But the earnings results did top the market’s expectations, “partially as we benefited from about $27 million in net shipments and $11 million in associated operating income in the quarters, which we had planned in the second quarter,” Peter Bonepath, the company’s president/CEO told analysts yesterday during a conference call. “The better-than-expected results were primarily seen in our better wholesale apparel businesses.”

Excluding Barneys New York, which Jones Apparel acquired in the second half of last year, comparable store sales for the company’s owned footwear and ready-to-wear stores were down 3.7%, and company officials attributed the increase in Q1 revenues to the addition of Barneys. “We are very encouraged by the continued strong performance of our Barneys New York luxury retail business that generated a comparable store sales increase of 10.7%,” Bonepath told analysts. “But gross margin pressure in our wholesale footwear, accessories and junior denim businesses dampened our overall results.”

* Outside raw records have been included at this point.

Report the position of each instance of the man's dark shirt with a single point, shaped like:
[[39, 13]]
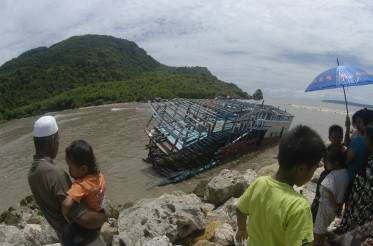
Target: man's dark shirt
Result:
[[49, 184]]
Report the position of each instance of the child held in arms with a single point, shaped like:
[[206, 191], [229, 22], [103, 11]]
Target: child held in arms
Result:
[[88, 187], [278, 215], [330, 192]]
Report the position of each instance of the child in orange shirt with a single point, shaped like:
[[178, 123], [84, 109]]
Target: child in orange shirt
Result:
[[88, 187]]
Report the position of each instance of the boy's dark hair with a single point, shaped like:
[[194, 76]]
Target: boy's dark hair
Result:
[[362, 114], [336, 128], [369, 133], [81, 153], [300, 145], [335, 153]]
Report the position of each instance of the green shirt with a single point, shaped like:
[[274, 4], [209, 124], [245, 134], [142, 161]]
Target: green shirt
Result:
[[278, 216]]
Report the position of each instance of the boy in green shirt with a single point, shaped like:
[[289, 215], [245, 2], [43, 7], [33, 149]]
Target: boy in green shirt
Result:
[[278, 215]]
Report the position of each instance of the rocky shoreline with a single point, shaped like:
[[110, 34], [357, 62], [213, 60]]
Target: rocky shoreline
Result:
[[205, 217]]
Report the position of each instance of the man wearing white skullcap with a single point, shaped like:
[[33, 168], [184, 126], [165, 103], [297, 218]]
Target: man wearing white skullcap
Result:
[[49, 183]]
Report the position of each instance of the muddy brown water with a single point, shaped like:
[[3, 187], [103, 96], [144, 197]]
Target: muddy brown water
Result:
[[117, 135]]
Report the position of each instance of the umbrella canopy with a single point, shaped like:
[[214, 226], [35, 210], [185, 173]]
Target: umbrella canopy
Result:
[[341, 76]]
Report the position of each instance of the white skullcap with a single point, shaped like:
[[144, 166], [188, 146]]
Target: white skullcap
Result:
[[45, 126]]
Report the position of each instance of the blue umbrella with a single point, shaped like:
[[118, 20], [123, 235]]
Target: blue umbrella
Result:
[[340, 76]]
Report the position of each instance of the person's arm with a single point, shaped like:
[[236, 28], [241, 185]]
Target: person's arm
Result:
[[319, 240], [91, 219], [82, 215], [241, 234], [67, 204], [350, 156], [299, 227], [347, 139]]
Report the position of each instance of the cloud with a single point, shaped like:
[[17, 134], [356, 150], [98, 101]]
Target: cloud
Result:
[[279, 46]]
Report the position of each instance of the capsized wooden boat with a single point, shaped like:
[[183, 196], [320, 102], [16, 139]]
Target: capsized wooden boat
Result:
[[189, 136]]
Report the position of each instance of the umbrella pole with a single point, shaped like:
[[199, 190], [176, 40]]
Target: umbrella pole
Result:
[[344, 92]]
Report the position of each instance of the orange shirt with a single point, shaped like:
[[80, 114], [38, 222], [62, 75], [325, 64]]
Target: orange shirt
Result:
[[91, 189]]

“The acquisition of Barneys, as well as Maxwell Shoe, added $180.7 million to our revenues during the quarter,” Wesley Card, the company’s COO and CFO told analysts yesterday. “Our operating profit margin was 11.7% compared to 13.3% in the prior year, primarily because of our footwear, accessories and our l.e.i junior denim business. Our operating cash flow during the period improved by $25.1 over Q1 2004, as our working capital planning remained disciplined.”

Card also reported that inventory at the end of Q1 was $645.8 million, up from $570 million, but again it was the Barney’s New York and Maxwell Shoe factor. If you subtract the latter two, inventory at the end of Q1 was actually down 3% from a year earlier.

And the ongoing results have forced Jones Apparel to slightly lower its sights a bit for the rest of the year.

“We feel that it is prudent to maintain a cautious outlook for the remainder of the year, with customer consolidation and macroeconomic issues potentially creating consumer concerns,” Bonepath told analysts. “For that reason, we are tightening our 2005 expected revenue to a range of $5.20 to $5.25 billion, and our projected earnings per share to a range of $2.75 to $2.85.

“Over the long term, we remain confident in our multi-brand, multi-channel business model, which serves as the cornerstone of our strategy,” Bonepath concluded.

Jones Apparel, a designer, marketer and wholesaler of branded apparel, footwear and accessories, also sells directly to consumers through its specialty stores and its Barneys New York luxury stores. Besides Jones New York, its brands include Evan-Picone, Gloria Vanderbilt, Nine West, Bandolino, Joan & David, Anne Klein and Barneys New York, to name a few. The company also markets apparel under the Polo Jeans brand licensed from Polo Ralph Lauren; costume jewelry under the Tommy Hilfiger brand licensed from Tommy Hilfiger Licensing and the Givenchy brand licensed from Givenchy Corp; and footwear under the Dockers Women brand licensed from Levi Strauss.